With the movement of year 7 to high school we can address some of these issues but it does not really address the core issue of the declining ability of primary to progress students through mathematics outcomes.

The national curriculum writers seem to acknowledge this issue here, "In comparison to the Singapore mathematics curriculum, the Foundation to Year 10 Australian Curriculum: Mathematics content is introduced more slowly in the early and primary years to ensure students have the opportunity to develop deep understanding before moving on. By Year 10, the conceptual difficulty is similar to that described in the Singapore documents."

The responsibility has been placed on secondary school to accelerate through the course.  This will have an negative impact on the second tier of students to be able to absorb the information in a developmentally appropriate method through upper school.  It seems we may be revisiting the forgotten middle.

The issue of why students need extra consolidation in primary is probably more cultural than educational in origin.  With the loss of value and payoff of education in Australia, families are not supporting education in ways previously found.  With changes to compulsory education, the value of graduation has decreased as a workplace differentiator.  There are clear payoff changes exacerbated by the relatively high incomes available for manual labour related industries during mining years.

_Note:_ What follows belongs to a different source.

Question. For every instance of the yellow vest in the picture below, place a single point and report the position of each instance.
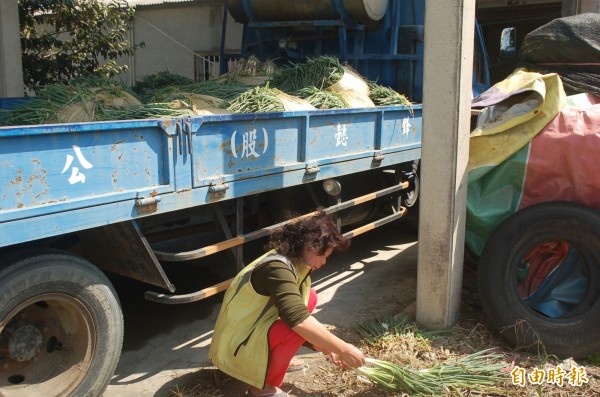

Unless of a recent migrant group  - education is a social occupation.

Two parent working families have not been able to make the commitment to assisting students reach their potential.  Sadly, even families making the commitment (to embed tables, assisting with homework, taking an active interest and are reading together regularly) are not gaining the benefit as the majority now lies on the other side of the divide.  It is going to take considerable commitment by the department to turn this around, I think the community has already given up.

(...and Mackenzie reminded me of something today.. writing anything legible listening to Yogabba gabba is near impossible - having distractions in class for those who concentrate singly (like me) must be exceedingly frustrating.)